It is, in fact, very good and I support this XD
“Merlin’s beard, Albus, another suspect professor for the Defence Against the Dark Arts position? I had thought that after this year’s abysmal showing, we’d agreed that you would let me do the hiring for that position for once!”
Professor Minerva McGonagall has come to beard the lion in its den, as it were, and stands before Headmaster Albus Dumbledore, angling a severe look down at the man himself over his sizable desk. Dumbledore had risen politely when she’d first entered, only to settle himself back down again when she’d given an impatient flick of her hand and immediately launched into their current discussion, if anything so one-sided can truly be termed a discussion. For the most part, it’s been McGonagall demanding an explanation as she reminds him of the details of the previous fiasco, punctuated by rather outraged gestures at the article in the paper describing the individual whom Dumbledore, she has recently learned, has contracted to work at Hogwarts this coming year.
Despite being all but upbraided by his colleague (and deservedly so), Dumbledore has the gall to smile complacently up at her and say in his soft, deceptively absent-sounding voice, “Ah, but Minerva, you were so very happily busy sending out the new acceptance letters. I didn’t want to disturb you.”
McGonagall refuses to have her concerns--myriad as they are, and well-founded at that--simply waved away as Dumbledore always seems inclined to do. He has the classic Gryffindor recklessness and disregard for the rules, while she has the true lion-hearted sense of justice (not merely the petty, always-playing-favourites sort that the current headmaster possesses), and they both have their house’s sense of pride in spades. When they disagree, as they most certainly do now, the results are always something to be seen.
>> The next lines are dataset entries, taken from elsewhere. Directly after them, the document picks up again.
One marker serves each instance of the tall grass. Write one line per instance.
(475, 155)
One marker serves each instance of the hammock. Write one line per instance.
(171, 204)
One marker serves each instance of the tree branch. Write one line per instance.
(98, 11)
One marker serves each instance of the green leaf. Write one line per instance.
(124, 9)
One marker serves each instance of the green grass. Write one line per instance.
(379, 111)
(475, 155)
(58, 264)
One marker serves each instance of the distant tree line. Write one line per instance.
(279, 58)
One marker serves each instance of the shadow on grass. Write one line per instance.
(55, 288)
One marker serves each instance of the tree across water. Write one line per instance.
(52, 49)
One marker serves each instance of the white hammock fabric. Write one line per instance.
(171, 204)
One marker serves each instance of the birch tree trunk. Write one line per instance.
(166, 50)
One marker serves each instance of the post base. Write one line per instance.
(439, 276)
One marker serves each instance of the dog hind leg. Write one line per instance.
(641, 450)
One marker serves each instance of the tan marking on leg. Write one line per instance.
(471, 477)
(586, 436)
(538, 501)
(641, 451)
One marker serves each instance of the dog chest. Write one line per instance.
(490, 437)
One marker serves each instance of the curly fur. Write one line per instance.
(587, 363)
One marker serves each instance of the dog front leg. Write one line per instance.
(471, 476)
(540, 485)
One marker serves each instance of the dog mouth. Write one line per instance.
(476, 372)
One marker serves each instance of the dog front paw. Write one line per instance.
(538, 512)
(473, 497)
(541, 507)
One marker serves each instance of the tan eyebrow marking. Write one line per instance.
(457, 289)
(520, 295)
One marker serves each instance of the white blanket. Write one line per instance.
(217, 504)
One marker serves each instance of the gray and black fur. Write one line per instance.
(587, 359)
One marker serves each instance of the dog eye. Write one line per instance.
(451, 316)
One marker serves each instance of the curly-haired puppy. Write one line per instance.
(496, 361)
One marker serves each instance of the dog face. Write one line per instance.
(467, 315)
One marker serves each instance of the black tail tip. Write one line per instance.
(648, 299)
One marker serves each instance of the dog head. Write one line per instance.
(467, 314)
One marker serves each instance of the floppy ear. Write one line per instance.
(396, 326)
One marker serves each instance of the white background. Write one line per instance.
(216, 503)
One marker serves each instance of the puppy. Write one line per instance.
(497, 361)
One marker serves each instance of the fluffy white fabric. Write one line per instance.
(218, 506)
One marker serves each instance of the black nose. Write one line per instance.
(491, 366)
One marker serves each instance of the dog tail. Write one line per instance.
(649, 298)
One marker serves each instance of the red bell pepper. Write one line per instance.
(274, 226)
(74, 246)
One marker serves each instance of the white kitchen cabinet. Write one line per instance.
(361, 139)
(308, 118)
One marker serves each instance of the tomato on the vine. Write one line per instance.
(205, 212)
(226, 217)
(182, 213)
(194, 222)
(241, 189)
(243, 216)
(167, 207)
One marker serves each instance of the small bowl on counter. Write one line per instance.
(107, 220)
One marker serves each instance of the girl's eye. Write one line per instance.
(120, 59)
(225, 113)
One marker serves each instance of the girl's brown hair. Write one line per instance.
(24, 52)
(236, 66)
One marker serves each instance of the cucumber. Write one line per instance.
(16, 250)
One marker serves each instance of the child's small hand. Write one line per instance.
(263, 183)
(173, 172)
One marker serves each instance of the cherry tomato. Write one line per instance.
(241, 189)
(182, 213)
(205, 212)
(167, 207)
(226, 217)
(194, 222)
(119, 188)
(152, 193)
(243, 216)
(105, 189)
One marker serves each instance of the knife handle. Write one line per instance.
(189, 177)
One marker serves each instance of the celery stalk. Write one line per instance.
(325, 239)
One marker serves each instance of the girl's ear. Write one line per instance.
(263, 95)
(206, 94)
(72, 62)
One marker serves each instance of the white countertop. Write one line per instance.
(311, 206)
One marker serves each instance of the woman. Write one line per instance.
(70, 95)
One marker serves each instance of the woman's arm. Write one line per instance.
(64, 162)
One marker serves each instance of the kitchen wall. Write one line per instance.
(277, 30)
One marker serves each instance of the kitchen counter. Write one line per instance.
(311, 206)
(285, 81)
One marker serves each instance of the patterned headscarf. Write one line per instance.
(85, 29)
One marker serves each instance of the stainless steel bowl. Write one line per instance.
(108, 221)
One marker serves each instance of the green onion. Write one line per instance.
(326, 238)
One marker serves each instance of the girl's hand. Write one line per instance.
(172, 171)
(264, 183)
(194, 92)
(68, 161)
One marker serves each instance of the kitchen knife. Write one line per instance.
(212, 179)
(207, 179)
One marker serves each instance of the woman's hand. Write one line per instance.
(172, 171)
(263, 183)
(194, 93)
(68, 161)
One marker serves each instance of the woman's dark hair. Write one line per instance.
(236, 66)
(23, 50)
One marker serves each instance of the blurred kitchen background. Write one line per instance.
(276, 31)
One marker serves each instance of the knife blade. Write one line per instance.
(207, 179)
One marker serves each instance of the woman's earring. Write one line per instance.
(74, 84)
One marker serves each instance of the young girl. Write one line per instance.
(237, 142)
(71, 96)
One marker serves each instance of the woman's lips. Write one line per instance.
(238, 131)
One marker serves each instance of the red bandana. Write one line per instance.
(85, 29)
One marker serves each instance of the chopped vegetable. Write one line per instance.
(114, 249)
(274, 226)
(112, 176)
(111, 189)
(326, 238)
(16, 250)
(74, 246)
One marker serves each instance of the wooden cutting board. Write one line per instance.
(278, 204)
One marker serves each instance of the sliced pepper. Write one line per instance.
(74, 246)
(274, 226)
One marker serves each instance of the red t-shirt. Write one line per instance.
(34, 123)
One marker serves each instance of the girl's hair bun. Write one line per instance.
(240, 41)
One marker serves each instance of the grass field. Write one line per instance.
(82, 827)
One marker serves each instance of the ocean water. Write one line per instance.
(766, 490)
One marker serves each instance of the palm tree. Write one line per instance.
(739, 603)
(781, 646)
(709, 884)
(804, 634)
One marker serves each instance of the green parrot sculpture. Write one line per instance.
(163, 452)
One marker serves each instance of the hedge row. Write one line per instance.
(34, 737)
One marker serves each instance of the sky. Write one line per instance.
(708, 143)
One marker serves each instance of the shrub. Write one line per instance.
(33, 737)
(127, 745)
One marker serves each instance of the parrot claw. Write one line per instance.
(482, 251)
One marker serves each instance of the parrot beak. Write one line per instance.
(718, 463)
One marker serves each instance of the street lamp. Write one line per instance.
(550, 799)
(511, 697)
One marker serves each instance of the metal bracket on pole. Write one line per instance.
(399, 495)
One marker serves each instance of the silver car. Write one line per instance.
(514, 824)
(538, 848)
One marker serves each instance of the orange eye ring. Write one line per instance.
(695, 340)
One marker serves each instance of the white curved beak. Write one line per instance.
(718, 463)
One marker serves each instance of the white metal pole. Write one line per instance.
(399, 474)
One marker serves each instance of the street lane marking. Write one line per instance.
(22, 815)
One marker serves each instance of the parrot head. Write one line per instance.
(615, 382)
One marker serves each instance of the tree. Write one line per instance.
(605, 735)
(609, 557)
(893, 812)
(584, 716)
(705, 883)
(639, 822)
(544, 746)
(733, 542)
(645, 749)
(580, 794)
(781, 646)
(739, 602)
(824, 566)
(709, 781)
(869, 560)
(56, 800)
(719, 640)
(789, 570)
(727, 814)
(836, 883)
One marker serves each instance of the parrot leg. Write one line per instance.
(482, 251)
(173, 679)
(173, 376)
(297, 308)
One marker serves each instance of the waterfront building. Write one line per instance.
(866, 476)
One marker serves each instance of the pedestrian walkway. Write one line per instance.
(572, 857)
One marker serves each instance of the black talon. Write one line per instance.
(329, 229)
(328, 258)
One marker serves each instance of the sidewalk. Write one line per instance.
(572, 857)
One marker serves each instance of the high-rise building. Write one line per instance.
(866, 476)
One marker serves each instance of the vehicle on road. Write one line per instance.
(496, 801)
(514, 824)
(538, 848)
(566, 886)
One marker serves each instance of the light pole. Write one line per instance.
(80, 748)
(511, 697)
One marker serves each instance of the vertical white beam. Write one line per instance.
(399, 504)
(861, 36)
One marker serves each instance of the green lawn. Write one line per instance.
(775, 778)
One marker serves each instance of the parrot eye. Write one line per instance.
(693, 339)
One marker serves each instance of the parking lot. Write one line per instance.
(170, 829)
“Honestly, after last time, it’s a wonder that we have any students left at all,” she snips, then casts a baleful look around at the portraits of past headmasters and headmistresses lining the walls--all of them silent and unhelpful, a few even pretending to snore. A fine lot of good you all are, she thinks with an inward huff that escapes to become more than half outward as well.
Dumbledore, however, remains entirely unruffled by her exasperation. His disinterested gaze briefly flits across the headlines and a few sentences of the article before he turns one of his usual unflappable smiles up at her.
“It was a simple misunderstanding, that’s all.”
At that, McGonagall looks at him askance. “Albus, two students nearly died!”
“And are both expected to fully recover by the end of the term. Excellent news, is it not?”
Judging by her thunderous expression, McGonagall finds nothing excellent in this at all, but her pursed lips make it obvious that she isn’t going to waste any further time attempting to argue that particular point. Not when she has another that she’s growing increasingly adamant about making.
“As much as I trust your judgment, Albus, if things get out of hand again this year, I’ll-”
“All will be well, Minerva, never fear. I believe this year’s professor should be...quite educational, if not entertaining."
"For us, or for the students? Because they're the ones we should be thinking about, Albus!"
Albus twinkles at her serenely. Minerva McGonagall is not amused.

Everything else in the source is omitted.